When a buyer asks about your AI strategy, what will you say?
Cast your mind back to when a website felt like something only big companies needed. Then suddenly every business needed one.
AI is that moment, right now, for business owners thinking about selling.
In deal processes today, buyers are asking about AI earlier than most sellers expect. Not in a vague, futuristic way. In a very specific, pointed way: how does AI affect your business model? What happens to your margins if your customers can do in-house what they currently pay you to do?
If you haven't thought about this, buyers will notice.
The question buyers are really asking
AI is changing what's defensible. And if you're thinking 'this doesn't apply to us – we make things, we build things, we're nothing like a tech business' – buyers are increasingly asking the AI question regardless of sector, and the trend is only going one way. The question isn't whether AI affects your industry. It's whether you've thought about how.
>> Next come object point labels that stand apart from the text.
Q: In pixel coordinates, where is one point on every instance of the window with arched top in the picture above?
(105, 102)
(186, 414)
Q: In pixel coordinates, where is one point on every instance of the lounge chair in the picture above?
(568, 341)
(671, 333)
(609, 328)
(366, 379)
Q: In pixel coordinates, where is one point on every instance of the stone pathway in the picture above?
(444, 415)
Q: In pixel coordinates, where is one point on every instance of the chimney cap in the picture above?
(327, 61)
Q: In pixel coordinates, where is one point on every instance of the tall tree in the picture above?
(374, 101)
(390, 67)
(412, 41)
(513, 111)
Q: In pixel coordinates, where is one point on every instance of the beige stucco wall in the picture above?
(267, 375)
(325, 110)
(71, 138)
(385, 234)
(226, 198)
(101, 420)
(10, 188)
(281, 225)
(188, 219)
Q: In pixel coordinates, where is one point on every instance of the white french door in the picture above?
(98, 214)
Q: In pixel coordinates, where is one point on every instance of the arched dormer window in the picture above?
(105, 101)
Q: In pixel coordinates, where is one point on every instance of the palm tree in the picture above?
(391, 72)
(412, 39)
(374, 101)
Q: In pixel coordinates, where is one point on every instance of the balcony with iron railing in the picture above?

The good news is that buyers aren't expecting you to have all the answers. What they are expecting is that you've asked yourself the hard questions, and that you've done something about it, however small.
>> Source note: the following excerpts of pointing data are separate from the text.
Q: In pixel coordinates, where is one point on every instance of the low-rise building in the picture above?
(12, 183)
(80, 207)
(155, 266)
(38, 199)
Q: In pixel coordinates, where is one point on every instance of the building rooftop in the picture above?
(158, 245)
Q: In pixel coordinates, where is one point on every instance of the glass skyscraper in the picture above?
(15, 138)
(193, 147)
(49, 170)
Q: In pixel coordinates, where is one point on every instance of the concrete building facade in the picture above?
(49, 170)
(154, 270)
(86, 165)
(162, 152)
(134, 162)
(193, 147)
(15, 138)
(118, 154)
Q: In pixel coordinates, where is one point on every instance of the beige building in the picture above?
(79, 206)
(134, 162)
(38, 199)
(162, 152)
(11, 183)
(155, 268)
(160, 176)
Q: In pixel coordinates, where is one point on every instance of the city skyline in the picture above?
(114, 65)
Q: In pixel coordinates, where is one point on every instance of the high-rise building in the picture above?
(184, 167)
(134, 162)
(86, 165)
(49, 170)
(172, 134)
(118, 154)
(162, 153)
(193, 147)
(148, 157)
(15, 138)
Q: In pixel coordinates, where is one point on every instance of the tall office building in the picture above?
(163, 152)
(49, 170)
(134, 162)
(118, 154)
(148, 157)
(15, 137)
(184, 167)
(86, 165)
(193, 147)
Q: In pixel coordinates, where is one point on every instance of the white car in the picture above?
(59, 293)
Three things buyers are actually looking at
First, your data. AI is only as useful as the information behind it, and in many owner-managed businesses the data picture is messier than it looks from the outside – inconsistent systems, siloed reporting, gaps in customer records. Buyers read this as execution risk. So before you get anywhere near a sale process, ask yourself honestly: if a buyer asked to see how your data is structured and stored, would you be comfortable with the answer?
Second, what you've actually done, not what you're planning to do. There's a world of difference between a business that has run a couple of AI pilots with something to show for it, and one with a slide in the board pack that says 'AI opportunity TBC.' One demonstrates that management can execute. The other leaves buyers wondering if they can. You don't need a long list – one or two focused examples with measurable outcomes is enough to change the conversation.
Third, the growth story. A meaningful part of any valuation is based on what the business could become under new ownership. Buyers – particularly the more sophisticated ones – are increasingly building AI into their value creation plans from the outset. If you can show them where AI could drive efficiency or open new revenue lines, you're giving them something to get excited about. If you can't, you're leaving that upside on the table. Even a rough map of where the opportunities might lie is a better starting point than silence.
So where do you start?
You don't need to become a technology business. You need a clear, honest position on where AI affects your model, a tidy data foundation, and a handful of practical examples of AI in action – even small ones.
Businesses that have done this work attract stronger buyer interest and, in our experience, command better valuations. Those that haven't tend to find themselves on the back foot in due diligence, answering questions they weren't expecting.
The best time to start is well before you're thinking about a sale. The second best time is now.